Shortly after, the group called a local charity to warn of the bomb. This was passed on to police, who had already spotted the strangely parked car and begun an evacuation.
The car exploded at 8.09pm last Saturday night. Nobody was injured, but the damage was done. As a veteran local journalist told The Irish Times: “It’s a long time since I’ve stood at a cordon like this on a Saturday night.”
The bombing, believed to be by a group called the New IRA, raised fears that the Troubles – as the conflict over whether Northern Ireland should form part of Britain or Ireland is known – are not completely over. But it also exacerbated the political chaos in London by crudely demonstrating the risks of the so-called “backstop” – the issue that has proved to be the great stumbling block to a final deal on Brexit.
Memories of the Troubles, which left about 3700 people dead between 1968 and the signing of a peace accord in 1998, are the reason Britain and the European Union are so determined to avoid the resurrection of a hard border between Ireland and Northern Ireland.
The problem, which so few people seem to have considered in the heady rush to somehow reclaim British national pride by making it smaller and more isolated, is that Ireland is part of the EU and the Brexit referendum was effectively a vote to restore a border.
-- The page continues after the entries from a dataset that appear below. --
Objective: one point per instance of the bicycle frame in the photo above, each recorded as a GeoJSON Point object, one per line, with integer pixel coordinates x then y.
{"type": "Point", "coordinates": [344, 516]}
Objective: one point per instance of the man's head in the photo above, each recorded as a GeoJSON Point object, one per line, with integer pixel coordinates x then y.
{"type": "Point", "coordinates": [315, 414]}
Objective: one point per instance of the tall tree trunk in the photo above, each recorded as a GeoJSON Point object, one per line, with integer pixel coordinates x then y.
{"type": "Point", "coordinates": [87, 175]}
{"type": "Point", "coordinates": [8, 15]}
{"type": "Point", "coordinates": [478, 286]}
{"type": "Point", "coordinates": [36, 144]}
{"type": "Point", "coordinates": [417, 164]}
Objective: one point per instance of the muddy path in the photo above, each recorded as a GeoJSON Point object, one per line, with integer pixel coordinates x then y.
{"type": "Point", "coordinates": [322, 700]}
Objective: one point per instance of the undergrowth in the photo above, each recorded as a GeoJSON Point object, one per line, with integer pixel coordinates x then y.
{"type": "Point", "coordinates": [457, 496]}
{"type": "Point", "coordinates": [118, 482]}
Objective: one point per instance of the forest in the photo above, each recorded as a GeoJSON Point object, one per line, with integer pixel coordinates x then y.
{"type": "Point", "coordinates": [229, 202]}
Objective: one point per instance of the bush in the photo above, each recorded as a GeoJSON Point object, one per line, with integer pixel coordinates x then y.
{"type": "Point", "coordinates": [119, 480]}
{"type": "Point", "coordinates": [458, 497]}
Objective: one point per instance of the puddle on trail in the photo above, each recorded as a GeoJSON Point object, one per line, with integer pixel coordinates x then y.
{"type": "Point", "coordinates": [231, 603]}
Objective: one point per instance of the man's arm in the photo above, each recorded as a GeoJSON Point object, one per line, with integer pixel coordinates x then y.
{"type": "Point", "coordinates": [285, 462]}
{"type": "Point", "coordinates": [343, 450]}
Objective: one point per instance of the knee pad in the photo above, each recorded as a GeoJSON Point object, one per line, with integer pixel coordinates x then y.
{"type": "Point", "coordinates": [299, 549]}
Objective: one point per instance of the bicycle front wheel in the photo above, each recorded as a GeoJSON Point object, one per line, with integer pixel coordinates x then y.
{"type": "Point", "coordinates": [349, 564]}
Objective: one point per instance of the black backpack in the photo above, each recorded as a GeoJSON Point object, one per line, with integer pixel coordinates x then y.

The dilemma prompted Theresa May to propose keeping Britain in a customs union with the EU until a compromise could be found. But most MPs, and the public, hated this proposal. May is now desperately trying to save her job and Brexit and has promised to find a new Irish compromise. The pizza van bombing was a worrying reminder of the fragility of Ireland’s peace and of how intricate political deals are often at the mercy of destructive extremists, and of how the finer points of the backstop impasse are tearing Britain apart.